Hi,

In message "Re: Unicode roadmap?"
    on Sun, 18 Jun 2006 23:46:40 +0900, Juergen Strobel <strobel / secure.at> writes:

|Language implementation, and usage of the String class should be
|easier if this set is
|
|- well defined 
|- All characters are equally allowed in all Strings.

I understand these attributes might make implementation easier.   But
who cares if I don't care.  And I am not sure how these make usage
easier, really.

Somebody who owns gigabytes of text data in legacy encoding (e.g. me),
wants to avoid encoding conversion back and forth between Unicode and
legacy encoding everytime.  Another somebody want text processing on
historical text which character set is far bigger than Unicode.  The
"well-defined" simple implementation just prohibits those demands.  On
the contrary, M17N approach does not bother Universal Character Set
solution.  You just need to choose Unicode (UTF-8 or UTF-16) as
internal string representation, and convert encoding on I/O as you
might have done in Unicode centric languages.  Nothing lost.
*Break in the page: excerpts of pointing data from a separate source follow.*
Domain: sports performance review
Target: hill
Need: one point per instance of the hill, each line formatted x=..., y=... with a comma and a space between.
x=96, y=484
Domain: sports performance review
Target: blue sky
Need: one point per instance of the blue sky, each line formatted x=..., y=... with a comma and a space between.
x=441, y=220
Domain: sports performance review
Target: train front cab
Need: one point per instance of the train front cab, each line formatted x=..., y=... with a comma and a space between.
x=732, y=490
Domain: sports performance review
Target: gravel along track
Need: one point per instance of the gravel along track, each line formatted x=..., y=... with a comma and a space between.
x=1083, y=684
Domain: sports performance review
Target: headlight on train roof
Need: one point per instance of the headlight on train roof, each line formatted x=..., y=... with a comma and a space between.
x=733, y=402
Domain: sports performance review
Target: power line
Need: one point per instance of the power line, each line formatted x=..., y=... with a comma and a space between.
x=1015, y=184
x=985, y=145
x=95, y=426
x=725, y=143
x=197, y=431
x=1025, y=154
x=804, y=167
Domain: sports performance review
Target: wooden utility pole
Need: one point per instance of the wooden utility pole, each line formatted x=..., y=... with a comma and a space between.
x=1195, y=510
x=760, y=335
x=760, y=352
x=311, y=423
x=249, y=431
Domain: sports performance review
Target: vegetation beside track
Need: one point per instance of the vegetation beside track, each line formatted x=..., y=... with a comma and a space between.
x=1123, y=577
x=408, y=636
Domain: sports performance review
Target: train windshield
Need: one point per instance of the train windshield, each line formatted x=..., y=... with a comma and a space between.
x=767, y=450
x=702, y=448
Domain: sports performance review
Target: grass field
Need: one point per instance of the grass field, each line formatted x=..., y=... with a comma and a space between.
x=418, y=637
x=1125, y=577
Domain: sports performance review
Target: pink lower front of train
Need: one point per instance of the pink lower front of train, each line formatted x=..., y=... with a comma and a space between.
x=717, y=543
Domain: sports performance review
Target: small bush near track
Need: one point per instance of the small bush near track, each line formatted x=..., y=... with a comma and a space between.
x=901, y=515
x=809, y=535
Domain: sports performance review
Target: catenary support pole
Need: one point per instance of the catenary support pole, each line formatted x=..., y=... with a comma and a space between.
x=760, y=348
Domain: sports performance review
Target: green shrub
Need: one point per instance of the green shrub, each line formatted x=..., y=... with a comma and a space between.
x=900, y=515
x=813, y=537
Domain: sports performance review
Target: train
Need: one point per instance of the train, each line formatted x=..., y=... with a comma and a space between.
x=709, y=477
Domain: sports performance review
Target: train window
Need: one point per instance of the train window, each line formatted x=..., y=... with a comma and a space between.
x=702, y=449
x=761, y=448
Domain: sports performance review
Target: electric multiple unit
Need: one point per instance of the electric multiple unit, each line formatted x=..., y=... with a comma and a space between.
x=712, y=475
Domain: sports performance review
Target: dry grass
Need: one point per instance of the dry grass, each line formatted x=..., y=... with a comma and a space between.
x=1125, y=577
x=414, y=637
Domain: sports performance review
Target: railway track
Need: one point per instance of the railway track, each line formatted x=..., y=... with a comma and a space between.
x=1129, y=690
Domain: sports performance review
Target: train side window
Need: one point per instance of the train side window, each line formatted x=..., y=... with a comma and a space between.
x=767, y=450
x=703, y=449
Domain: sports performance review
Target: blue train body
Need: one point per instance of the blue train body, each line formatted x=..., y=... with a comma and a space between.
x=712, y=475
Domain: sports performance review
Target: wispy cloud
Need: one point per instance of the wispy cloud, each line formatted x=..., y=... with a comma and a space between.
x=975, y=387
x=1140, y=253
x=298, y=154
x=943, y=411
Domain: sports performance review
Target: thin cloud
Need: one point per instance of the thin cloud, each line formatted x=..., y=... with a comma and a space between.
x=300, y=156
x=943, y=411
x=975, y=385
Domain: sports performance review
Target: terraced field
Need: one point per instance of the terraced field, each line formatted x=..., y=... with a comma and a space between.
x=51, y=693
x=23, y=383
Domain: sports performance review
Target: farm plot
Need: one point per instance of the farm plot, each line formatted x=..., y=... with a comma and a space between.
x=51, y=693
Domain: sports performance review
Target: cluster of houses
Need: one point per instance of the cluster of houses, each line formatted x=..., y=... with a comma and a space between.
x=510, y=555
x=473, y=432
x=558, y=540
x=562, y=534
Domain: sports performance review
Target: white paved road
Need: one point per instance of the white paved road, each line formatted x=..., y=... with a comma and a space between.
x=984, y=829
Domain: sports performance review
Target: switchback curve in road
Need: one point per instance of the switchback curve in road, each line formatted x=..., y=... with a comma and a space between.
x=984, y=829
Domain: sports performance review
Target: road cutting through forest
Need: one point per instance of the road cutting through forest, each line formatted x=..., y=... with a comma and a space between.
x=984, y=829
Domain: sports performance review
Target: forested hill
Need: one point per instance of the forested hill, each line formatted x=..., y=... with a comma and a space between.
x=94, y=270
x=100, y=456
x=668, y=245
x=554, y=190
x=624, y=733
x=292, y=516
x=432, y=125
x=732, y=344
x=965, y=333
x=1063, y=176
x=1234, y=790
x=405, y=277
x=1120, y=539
You may worry about implementation difficulty (and performance), but
don't.  It's _my_ concern.  I made a prototype, and have convinced
that I can implement it with acceptable performance.

|Unicode code points are pretty good in this respect, better than the
|union of all characters in all encodings of possible M17N Strings.
|And we may use private extensions to Unicode for legacy characters not
|included in Unicode already.

"private extensions".  No.  It just cause another nightmare.

							matz.